Lohengrin, Opéra-Bastille, janvier 2017 Lohengrin (Jonas Kaufmann) et (Martina Serafin). Photographie © E. Bauer, Opéra national de Paris.
Salle comble et ambiance des grands soirs à l'Opéra Bastille hier pour le retour sur scène après de longs mois d'absence, dus à un hématome sur les cordes vocales, de Jonas Kaufmann. Tout le gratin de la upper-class musicale parisienne sur les dents pour répondre à la question fatidique : le ténor des ténors a-t-il retrouvé sa voix, toute sa voix, rien que sa voix ? Difficile à affirmer en vérité et seule la suite nous le dira1.
En apparence oui mais il semble aussi avoir gagné en prudence. Après une entrée royale où la voix superbement timbrée, projetée avec aisance et fermeté rayonne dans le grand vaisseau de la Bastille, le chanteur semble s'économiser un peu et ne redonnera toute la mesure de son instrument que dans sa scène d'adieu au dernier acte.

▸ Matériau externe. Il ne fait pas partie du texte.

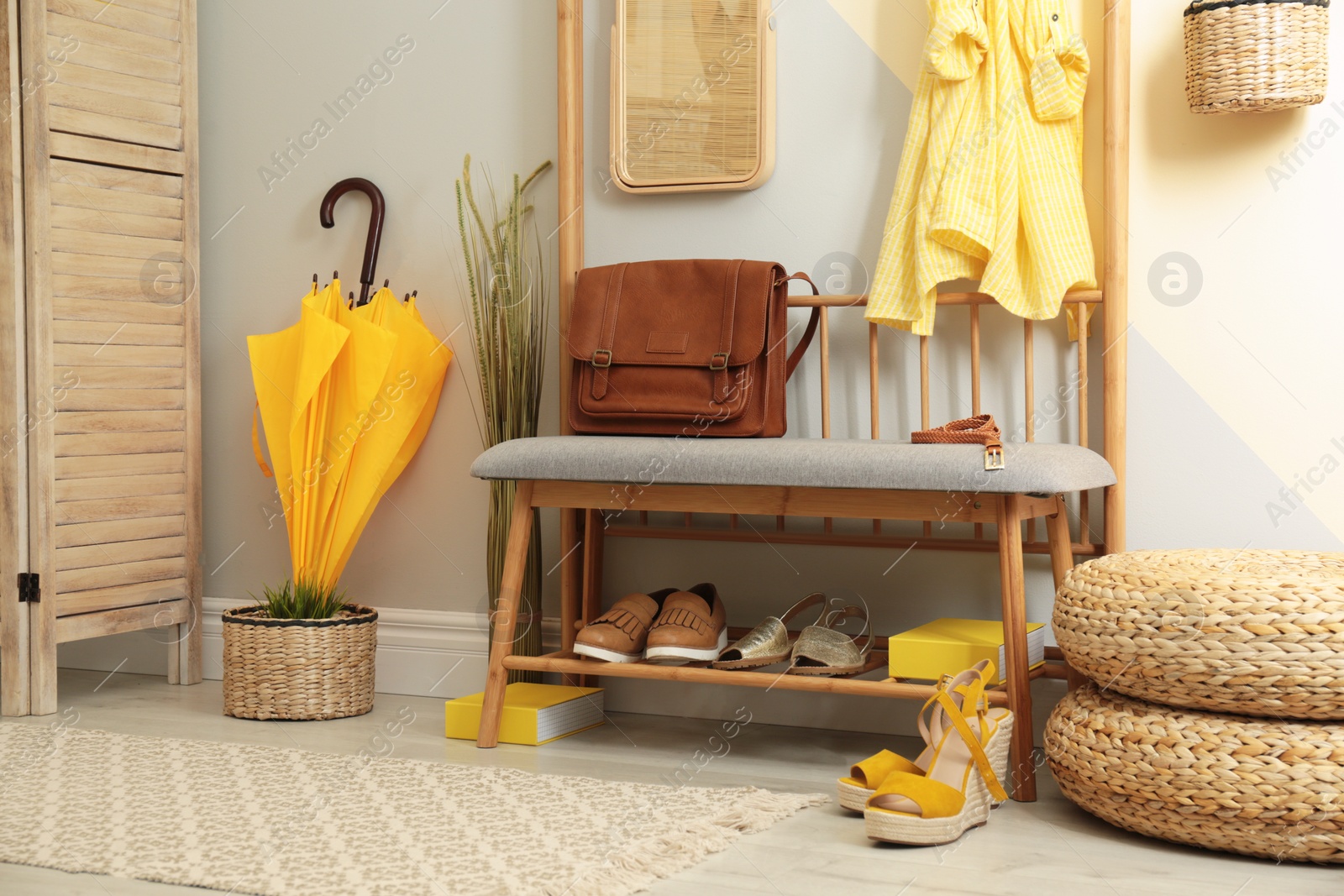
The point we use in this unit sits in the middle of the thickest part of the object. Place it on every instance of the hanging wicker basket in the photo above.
(299, 668)
(1256, 55)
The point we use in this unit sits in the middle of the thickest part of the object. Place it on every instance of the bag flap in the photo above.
(678, 313)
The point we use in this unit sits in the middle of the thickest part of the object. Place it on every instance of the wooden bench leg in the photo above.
(506, 614)
(1014, 589)
(1061, 562)
(595, 533)
(571, 571)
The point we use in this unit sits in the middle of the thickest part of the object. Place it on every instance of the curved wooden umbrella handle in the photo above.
(375, 224)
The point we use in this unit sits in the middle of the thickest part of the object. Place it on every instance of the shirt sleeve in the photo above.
(1059, 78)
(958, 39)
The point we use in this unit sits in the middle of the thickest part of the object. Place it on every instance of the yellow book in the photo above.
(533, 714)
(953, 645)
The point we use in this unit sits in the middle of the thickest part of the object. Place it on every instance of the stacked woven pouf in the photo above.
(1215, 710)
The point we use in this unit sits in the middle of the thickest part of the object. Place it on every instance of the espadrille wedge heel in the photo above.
(965, 689)
(958, 789)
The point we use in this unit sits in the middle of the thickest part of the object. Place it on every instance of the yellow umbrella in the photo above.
(398, 419)
(346, 399)
(315, 383)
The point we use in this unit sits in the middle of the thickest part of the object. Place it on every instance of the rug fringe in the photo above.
(643, 862)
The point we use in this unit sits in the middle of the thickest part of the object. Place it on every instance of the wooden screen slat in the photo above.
(94, 466)
(87, 443)
(120, 595)
(113, 60)
(92, 221)
(105, 35)
(138, 269)
(131, 313)
(116, 355)
(113, 531)
(94, 555)
(132, 573)
(118, 486)
(165, 8)
(118, 15)
(96, 123)
(116, 201)
(116, 105)
(132, 508)
(112, 152)
(154, 399)
(113, 289)
(116, 333)
(78, 76)
(113, 244)
(78, 378)
(71, 422)
(104, 177)
(148, 616)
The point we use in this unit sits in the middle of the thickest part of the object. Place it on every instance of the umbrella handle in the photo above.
(375, 224)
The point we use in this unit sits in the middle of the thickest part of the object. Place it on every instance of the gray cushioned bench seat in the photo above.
(1034, 468)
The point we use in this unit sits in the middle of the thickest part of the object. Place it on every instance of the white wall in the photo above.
(1230, 396)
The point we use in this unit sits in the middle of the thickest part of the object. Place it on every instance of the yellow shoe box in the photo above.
(948, 647)
(533, 714)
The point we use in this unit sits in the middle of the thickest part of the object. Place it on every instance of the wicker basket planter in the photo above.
(1247, 631)
(299, 668)
(1256, 55)
(1252, 786)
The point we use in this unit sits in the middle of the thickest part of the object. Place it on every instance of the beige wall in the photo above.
(1230, 396)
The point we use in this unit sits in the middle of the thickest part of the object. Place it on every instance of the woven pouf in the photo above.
(1249, 631)
(1253, 786)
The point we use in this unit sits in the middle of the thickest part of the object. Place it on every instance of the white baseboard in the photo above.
(437, 653)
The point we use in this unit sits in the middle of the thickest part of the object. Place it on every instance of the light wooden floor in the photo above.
(1037, 849)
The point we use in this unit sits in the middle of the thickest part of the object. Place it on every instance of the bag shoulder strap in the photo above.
(800, 349)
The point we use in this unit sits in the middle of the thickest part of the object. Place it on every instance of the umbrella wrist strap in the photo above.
(261, 461)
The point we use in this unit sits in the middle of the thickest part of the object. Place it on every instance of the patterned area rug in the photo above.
(289, 822)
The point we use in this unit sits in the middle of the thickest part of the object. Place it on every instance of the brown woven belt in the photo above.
(974, 430)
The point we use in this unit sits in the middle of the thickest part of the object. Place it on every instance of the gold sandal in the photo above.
(822, 651)
(768, 642)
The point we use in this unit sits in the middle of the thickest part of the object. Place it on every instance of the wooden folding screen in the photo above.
(112, 419)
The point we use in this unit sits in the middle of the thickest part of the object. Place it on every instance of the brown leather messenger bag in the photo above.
(694, 347)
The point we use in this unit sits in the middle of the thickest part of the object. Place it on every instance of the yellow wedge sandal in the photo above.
(867, 775)
(958, 789)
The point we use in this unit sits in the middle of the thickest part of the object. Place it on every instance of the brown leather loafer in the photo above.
(622, 633)
(691, 626)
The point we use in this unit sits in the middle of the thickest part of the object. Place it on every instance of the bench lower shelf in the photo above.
(570, 664)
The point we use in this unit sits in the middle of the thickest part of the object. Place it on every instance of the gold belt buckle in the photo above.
(994, 457)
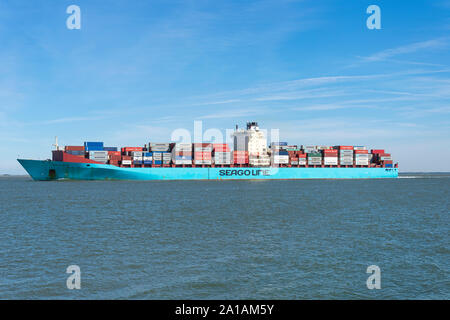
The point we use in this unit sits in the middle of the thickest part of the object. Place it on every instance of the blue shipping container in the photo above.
(279, 143)
(93, 146)
(183, 158)
(75, 152)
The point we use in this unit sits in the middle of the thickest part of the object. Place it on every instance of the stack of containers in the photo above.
(157, 158)
(99, 156)
(259, 161)
(147, 157)
(182, 154)
(93, 146)
(301, 159)
(376, 155)
(166, 158)
(128, 150)
(309, 149)
(275, 145)
(280, 157)
(293, 158)
(114, 157)
(137, 157)
(345, 155)
(159, 147)
(361, 156)
(330, 157)
(75, 150)
(222, 154)
(240, 157)
(385, 159)
(126, 160)
(202, 153)
(314, 158)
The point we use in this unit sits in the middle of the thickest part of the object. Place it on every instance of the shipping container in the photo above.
(93, 146)
(74, 148)
(131, 149)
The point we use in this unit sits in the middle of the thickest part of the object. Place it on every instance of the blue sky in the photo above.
(137, 70)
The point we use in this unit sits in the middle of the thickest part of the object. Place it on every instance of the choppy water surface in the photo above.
(310, 239)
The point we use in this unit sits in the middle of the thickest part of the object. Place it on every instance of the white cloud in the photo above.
(417, 46)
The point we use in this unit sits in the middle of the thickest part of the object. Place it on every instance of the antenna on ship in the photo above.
(56, 144)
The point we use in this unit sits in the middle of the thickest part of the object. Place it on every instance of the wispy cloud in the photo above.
(423, 45)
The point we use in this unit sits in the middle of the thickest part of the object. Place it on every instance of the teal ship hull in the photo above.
(55, 170)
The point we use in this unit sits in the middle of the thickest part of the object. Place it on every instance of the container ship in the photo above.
(251, 158)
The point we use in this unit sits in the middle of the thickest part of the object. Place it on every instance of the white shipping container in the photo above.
(180, 162)
(281, 161)
(203, 149)
(136, 153)
(183, 147)
(330, 161)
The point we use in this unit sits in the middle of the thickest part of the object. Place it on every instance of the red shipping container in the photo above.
(115, 157)
(129, 149)
(202, 145)
(202, 155)
(74, 148)
(183, 153)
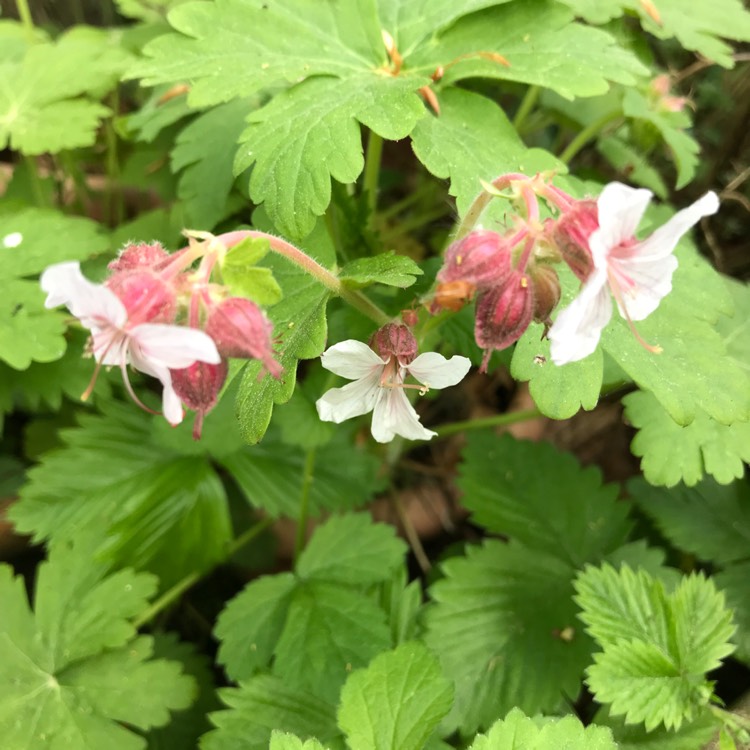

Peut-être a-t-il décidé d'alléger son émission, de moins abuser du « sombrage » (cause supposée avec le surmenage de ses problèmes)... En tous cas on admire sans réserve la beauté, l'intensité du phrasé, la subtilité des pianissimi à l'entrée de « Mein lieber Schwann ». L'acteur aussi est remarquable dans cette mise en scène qui fait de lui un être double, le chevalier du Graal investi de sa mission et un être humain pétri de fragilité et de doutes que l'on voit se réfugier souvent auprès de ce piano omniprésent qui est là pour répondre à l'affirmation de Wagner, selon qui « Lohengrin incarne la fragilité de l'artiste ».
C'est bien sûr cette lecture pleine d'allusions, loin de l'univers légendaire d'origine, qui aura énervé le public parisien. La salle accueille au final avec force huées le metteur en scène Claus Guth et son approche peut-être un peu trop intellectuelle où le palais des Ducs de Brabant ressemble à une cour de collège ou à une caserne, où les armures ont laissé la place à des uniformes qui sentent l'Allemagne fin xixe, et la chambre nuptiale à un site lacustre où les époux prennent sagement un bain de pied tandis que la catastrophe approche... Du cygne, il ne reste que quelques plumes qui volettent ça et là, et l'image d'un jeune garçon qui se promène avec une aile unique dans les coursives... Mais même un peu abscons, tout cela reste toujours très beau et poétique. Surtout la direction d'acteurs affutée crée de véritables personnages et leur donne une épaisseur psychologique.
A l'applaudimètre, après le triomphe du rôle-titre radieux au second rappel, c'est l'Ortrud d'Evelyn Herlitzius, impressionnante de hargne et de véhémence qui lui font parfois perdre le contrôle de l'émission, qui se taille la part du lion. Par comparaison, la grande voix de Martina Serafin parait un peu contrainte et gênée aux entournures (aiguës) de la tessiture lyrique d'Elsa. De bonne tenue, le Telramund de Tomasz Konieczny avec son baryton assez clair. Splendide le Héraut du Roi d'Egils Silins. Seul René Pape parait un peu fatigué dans son premier monologue et ne retrouve quelques couleurs qu'au fil de la soirée.
Triomphe également pour la direction ample et vibrante de Philippe Jordan à la tête d'un orchestre et de chœurs de haut niveau, qu'un hurluberlu comme il ne s'en trouve sûrement qu'à Paris, se permet de huer à son retour après le premier entr'acte — tout seul au milieu de 2500 personnes, ce qui serait comique si ce n'était aussi lamentable. Le lyricomane parisien a toujours été un peu pédant et un peu sourd...
1. Quatre représentations avec lui jusqu'au 30 janvier puis le ténor laissera la place à l'Australien Stuart Skelton qui mènera une distribution renouvelée pour les représentations de février.